"Learn from our mistakes," says Ford Baldwin, of Practical Weed Consultants, Austin, Ark. "You can avoid all this."
"All this" is glyphosate resistant pigweeds. Some soybean fields in the Mid-South last year were a total loss and had to be disked down and replanted. Others had to be rotated out of soybeans. Hand labor is routinely being used again in many cotton and soybean fields. The spread of resistant weeds is affecting land rents. It may soon affect land values.
Even if you have clean fields now, start managing like you have resistant weeds, he advises.

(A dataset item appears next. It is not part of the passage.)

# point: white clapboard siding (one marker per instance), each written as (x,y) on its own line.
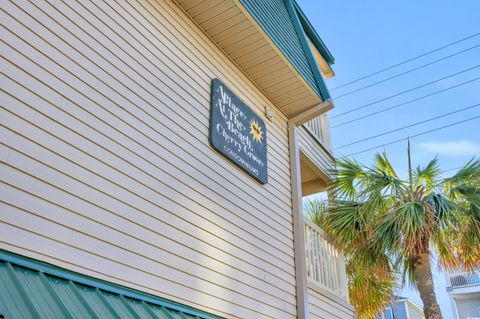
(310,147)
(106,166)
(322,307)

Resistant species spread quickly from a few surviving plants in a field one year, to a few patches the next year, to an infestation that covers the whole field the third year.
The solution, says Baldwin, who spoke at recent resistance management meeting sponsored by Peterson Farms Seed and Bayer Crop Science in Fargo, N.D., is to stop using glyphosate year after year.
Glyphosate may only costs $3-$5 per acre, but it won't work forever if you are using it repeatedly on resistant crops.
There's already glyphosate-resistant ragweed and waterhemp in the region. Michael Christoffers, North Dakota State University assistant weed science professor, says he suspects there are resistant lambsquarter and kochia, too.
Save glyphosate for the crop you need it in the most – sugarbeets, soybeans or canola, for instance. There is plenty of other "firepower" to use in corn or wheat, Baldwin says.
Try Liberty Link corn or soybeans.
Bottom line: Spend an extra $10, $20 or $30 per acre controlling weeds on some of your acres now. It will save $30 per acre or more on all of your land in the future.